Around 60 alumni from 30 countries converged at the College last week to celebrate the 50th anniversary of the Center for Development Economics (CDE), the College’s one-year M.A. in economics program.
The CDE was founded in 1960 by Emile Despres, a professor of economics at the College at the time. The Center brings approximately 25 fellows from developing countries each year, most with a background in the public sector.
According to Professor of Economics Jerry Caprio, who also serves as the chair of the CDE, the week-long series of events was designed to “celebrate the CDE’s 50 years by doing what we do – help foster critical thinking in key policy problems, therefore the conference-like nature of the reunion,” Caprio said.
Tom Powers, director of the CDE, noted that the goal of the CDE celebrations was not only to engage CDE alumni substantively, but also to “make them feel more a part of all of Williams.”
To this end, the CDE events were open to the College at large, with several panels and lectures designed to incorporate undergraduate students.
These included not only the International Studies Colloquium given by Isaac Osei CDE ’77, a current MP in Ghana, but also a career panel co-sponsored by the Office of Career Counseling and the Log Lunch on Friday with Michele de Nevers, a senior manager in the Environment Department at the World Bank.
Ten panels and lectures attended by distinguished alumni and other participants marked the week’s events.
On Wednesday, a panel discussion titled “The CDE: Lessons Learned and Paths Forward” was held, followed by a panel on “Macroeconomic Reforms in Developing Countries: What Has Been Gained?”
Joseph Stiglitz, professor at Columbia University and the 2001 winner of the Nobel Prize in Economics, lectured on Wednesday and Thursday.
“The Stiglitz lecture was the best attended – we sold out the ’62 Center,” Caprio said.
Much of the audience consisted of students interested in studying economics.
“The CDE anniversary was a great time for undergrads and CDE students to not only celebrate the CDE’s history but also reflect on the current state of economics,” said Diego Flores ’11, who is also a TA for a CDE course.
“The lectures and panels were very interesting and relevant to how we think about the world,” he said.
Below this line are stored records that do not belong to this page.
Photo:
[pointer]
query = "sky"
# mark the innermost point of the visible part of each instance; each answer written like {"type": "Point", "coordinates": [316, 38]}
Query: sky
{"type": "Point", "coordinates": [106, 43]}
I enjoyed meeting the CDE alumni and the distinguished speakers.”
Thursday’s events included lectures such as “Whither the Washington Consensus? Perspectives on Development Strategy” and “The Financial Crisis of 2007-2009: Lessons from Developing Countries for the U.S.,” where CDE Fellows and Williams undergraduate alumni discussed different approaches to the financial crisis.
“This was particularly interesting because advice usually tends to go in one direction,” said Powers. “It was interesting to see that other parts of the world handled the crisis in other ways, sometimes with less damage than the U.S.”
On Thursday evening, Dani Rodrik, professor of international political economy at Harvard’s Kennedy School of Government, also spoke during a lecture titled “Diagnostics before Prescription?”
Overall, Powers considered the 50th anniversary a big success.
“The CDE alumni felt engaged and demonstrated that they wanted to be more engaged,” he said.
“We were very pleased with the enthusiasm from all parts of the College, from President Falk and the trustees down to the Environmental Studies Department.”